As plantation farming expanded, particularly tobacco and cotton farming, demand increased greatly for both labor and land. The demand for land was met by invading and conquering larger and larger swaths of territory. American Indians became a growing impediment to white European “progress,” and during this period, the images of American Indians promoted in books, newspapers, and magazines became increasingly negative. As sociologists Keith Kilty and Eric Swank have observed, eliminating “savages” is less of a moral problem than eliminating human beings, and therefore American Indians came to be understood as a lesser race—uncivilized savages—thus providing a justification for the extermination of the native peoples.6 The growing demand for labor on plantations was met through slavery. American Indians were considered unsuitable as slaves, largely because native tribes were clearly in a position to fight back. The fear of raids by Indian tribes led plantation owners to grasp for an alternative source of free labor. European immigrants were also deemed poor candidates for slavery, not because of their race, but rather because they were in short supply and enslavement would, quite naturally, interfere with voluntary immigration to the new colonies. Plantation owners thus viewed Africans, who were relatively powerless, as the ideal slaves.

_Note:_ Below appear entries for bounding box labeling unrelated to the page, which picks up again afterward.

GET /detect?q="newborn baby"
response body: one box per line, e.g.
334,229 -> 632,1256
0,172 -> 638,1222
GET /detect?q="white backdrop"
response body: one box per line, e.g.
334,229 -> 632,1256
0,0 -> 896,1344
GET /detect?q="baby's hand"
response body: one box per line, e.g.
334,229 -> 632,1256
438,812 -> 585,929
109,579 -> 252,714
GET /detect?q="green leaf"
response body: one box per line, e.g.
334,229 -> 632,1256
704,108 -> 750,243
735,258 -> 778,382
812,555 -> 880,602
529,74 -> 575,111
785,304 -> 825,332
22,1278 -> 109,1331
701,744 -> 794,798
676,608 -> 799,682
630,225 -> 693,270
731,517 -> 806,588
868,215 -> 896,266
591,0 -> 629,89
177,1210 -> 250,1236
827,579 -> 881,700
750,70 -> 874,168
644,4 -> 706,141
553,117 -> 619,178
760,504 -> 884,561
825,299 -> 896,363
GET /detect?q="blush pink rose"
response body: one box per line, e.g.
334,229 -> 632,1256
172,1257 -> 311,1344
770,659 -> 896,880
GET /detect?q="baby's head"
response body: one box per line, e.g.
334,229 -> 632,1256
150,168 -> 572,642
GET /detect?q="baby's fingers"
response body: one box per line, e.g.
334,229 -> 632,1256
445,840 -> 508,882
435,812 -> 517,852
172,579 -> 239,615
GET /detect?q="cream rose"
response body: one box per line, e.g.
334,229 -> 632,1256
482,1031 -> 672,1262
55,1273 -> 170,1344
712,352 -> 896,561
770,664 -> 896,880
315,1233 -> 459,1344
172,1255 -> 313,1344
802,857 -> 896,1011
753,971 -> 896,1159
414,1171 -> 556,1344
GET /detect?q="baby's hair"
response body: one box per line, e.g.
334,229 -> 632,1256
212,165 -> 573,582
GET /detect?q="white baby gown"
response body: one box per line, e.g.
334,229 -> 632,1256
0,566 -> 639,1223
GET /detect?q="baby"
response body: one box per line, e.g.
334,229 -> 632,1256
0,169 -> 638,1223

The systematic enslavement of Africans, and the rearing of their children under bondage, emerged with all deliberate speed —quickened by events such as Bacon’s Rebellion. Nathaniel Bacon was a white property owner in Jamestown, Virginia, who managed to unite slaves, indentured servants, and poor whites in a revolutionary effort to overthrow the planter elite. Although slaves clearly occupied the lowest position in the social hierarchy and suffered the most under the plantation system, the condition of indentured whites was barely better, and the majority of free whites lived in extreme poverty. As explained by historian Edmund Morgan, in colonies like Virginia, the planter elite, with huge land grants, occupied a vastly superior position to workers of all colors.7

Southern colonies did not hesitate to invent ways to extend the terms of servitude, and the planter class accumulated uncultivated lands to restrict the options of free workers. The simmering resentment against the planter class created conditions that were ripe for revolt. Varying accounts of Bacon’s rebellion abound, but the basic facts are these: Bacon developed plans in 1675 to seize Native American lands in order to acquire more property for himself and others and nullify the threat of Indian raids. When the planter elite in Virginia refused to provide militia support for his scheme, Bacon retaliated, leading an attack on the elite, their homes, and their property. He openly condemned the rich for their oppression of the poor and inspired an alliance of white and black bond laborers, as well as slaves, who demanded an end to their servitude. The attempted revolution was ended by force and false promises of amnesty. A number of the people who participated in the revolt were hanged.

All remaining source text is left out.